Mr. Pommeroy would yell, “Whoop!”
Then he’d grab her wrists and say, “Wanda! Quit that, will you? I really hate it.”
He’d say, “Wanda, if your hands weren’t always so warm, I’d throw you out of the damn house.”
But he loved her. In the evenings, if they were sitting on the couch listening to the radio, Mr. Pommeroy might suck on a single strand of Mrs. Pommeroy’s hair as if it were sweet licorice. Sometimes they’d sit together quietly for hours, she knitting woolen garments, he knitting heads for his lobster traps, a bottle of rum on the floor between them from which they both drank. After Mrs. Pommeroy had been drinking for a while, she liked to swing her legs up off the floor, press her feet against her husband’s side, and say, “Feet on you.”
“No feet on me, Wanda,” he’d say flatly, not looking at her, but smiling.
She’d keep pressing on him with her feet.
“Feet on you,” she’d say. “Feet on you.”
“Please, Wanda. No feet on me.” (He called her Wanda although her true name was Rhonda. The joke was on their son Robin, who—in addition to having the local habit of not pronouncing r at the end of a word—could not say any word that started with r. Robin couldn’t say his own name for years, no less the name of his mother. What’s more, for a long time everyone on Fort Niles Island imitated him. Over the whole spread of the island, you could hear the great strong fishermen complaining that they had to mend their wopes or fix their wigging or buy a new short-wave wadio. And you could hear the great strong women asking whether they could borrow a garden wake. )

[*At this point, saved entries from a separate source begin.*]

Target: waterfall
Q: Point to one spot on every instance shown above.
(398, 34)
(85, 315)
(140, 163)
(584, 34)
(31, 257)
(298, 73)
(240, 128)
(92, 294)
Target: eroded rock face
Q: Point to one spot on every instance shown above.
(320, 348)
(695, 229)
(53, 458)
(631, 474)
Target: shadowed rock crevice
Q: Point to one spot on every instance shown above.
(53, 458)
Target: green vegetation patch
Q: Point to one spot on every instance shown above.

Ira Pommeroy loved his wife a great deal, which was easy for everyone to understand, since Rhonda Pommeroy was a true beauty. She wore long skirts, and she lifted them when she walked, as if she imagined herself fancy in Atlanta. She wore a persistent expression of amazement and delight. If someone left the room for even a moment, she’d arch her brows and say charmingly, “Where have you been? ” when the person returned. She was young, after all, despite her seven sons, and she kept her hair as long as a young girl’s. She wore her hair swung up and around her whole skull, in an ambitious, glossy pile. Like everyone else on Fort Niles, Ruth Thomas thought Mrs. Pommeroy a great beauty. She adored her. Ruth often pretended to be her.
As a girl, Ruth’s hair was kept as short as a boy’s, so when she pretended to be Mrs. Pommeroy, she wore a towel knotted around her head, the way some women do after a bath, but hers stood for Mrs. Pommeroy’s famous glossy pile of hair. Ruth would enlist Robin Pommeroy, the youngest of the boys, to play Mr. Pommeroy. Robin was easy to boss around. Besides, he liked the game. When Robin played Mr. Pommeroy, he arranged his mouth into the same smooch his dad often wore, and he stomped around Ruth with his hands heavy on his hips. He got to curse and scowl. He liked the authority it gave him.

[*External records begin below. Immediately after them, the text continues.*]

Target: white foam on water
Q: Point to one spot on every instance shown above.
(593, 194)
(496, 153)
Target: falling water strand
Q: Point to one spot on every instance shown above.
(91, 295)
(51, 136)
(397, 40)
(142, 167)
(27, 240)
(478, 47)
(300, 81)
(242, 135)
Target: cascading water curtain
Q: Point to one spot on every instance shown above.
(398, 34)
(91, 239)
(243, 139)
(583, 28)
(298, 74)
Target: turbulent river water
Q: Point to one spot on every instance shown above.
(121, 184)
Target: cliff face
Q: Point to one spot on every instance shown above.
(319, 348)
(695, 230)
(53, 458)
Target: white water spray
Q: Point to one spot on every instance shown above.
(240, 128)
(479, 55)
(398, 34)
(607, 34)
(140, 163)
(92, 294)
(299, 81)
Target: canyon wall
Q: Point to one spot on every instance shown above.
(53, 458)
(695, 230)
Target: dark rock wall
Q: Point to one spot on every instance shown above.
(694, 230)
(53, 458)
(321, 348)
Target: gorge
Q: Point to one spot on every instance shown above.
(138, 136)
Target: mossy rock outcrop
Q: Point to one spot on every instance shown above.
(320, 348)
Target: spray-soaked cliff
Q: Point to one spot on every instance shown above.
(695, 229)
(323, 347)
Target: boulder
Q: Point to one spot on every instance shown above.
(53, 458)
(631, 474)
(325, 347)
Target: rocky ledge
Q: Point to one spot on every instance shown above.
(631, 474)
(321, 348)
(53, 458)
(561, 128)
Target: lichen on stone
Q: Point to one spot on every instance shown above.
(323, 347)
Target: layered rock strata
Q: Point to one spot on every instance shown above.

Ruth Thomas and Robin Pommeroy were always pretending to be Mr. and Mrs. Pommeroy. It was their constant game. They played it for hours and weeks of their childhood. They played it outside in the woods, nearly every day throughout the summer that Ruth lived with the Pommeroys. The game would start with pregnancy. Ruth would put a stone in her pants pocket to stand for one of the Pommeroy brothers, unborn. Robin would purse his mouth all tight and lecture Ruth about parenthood.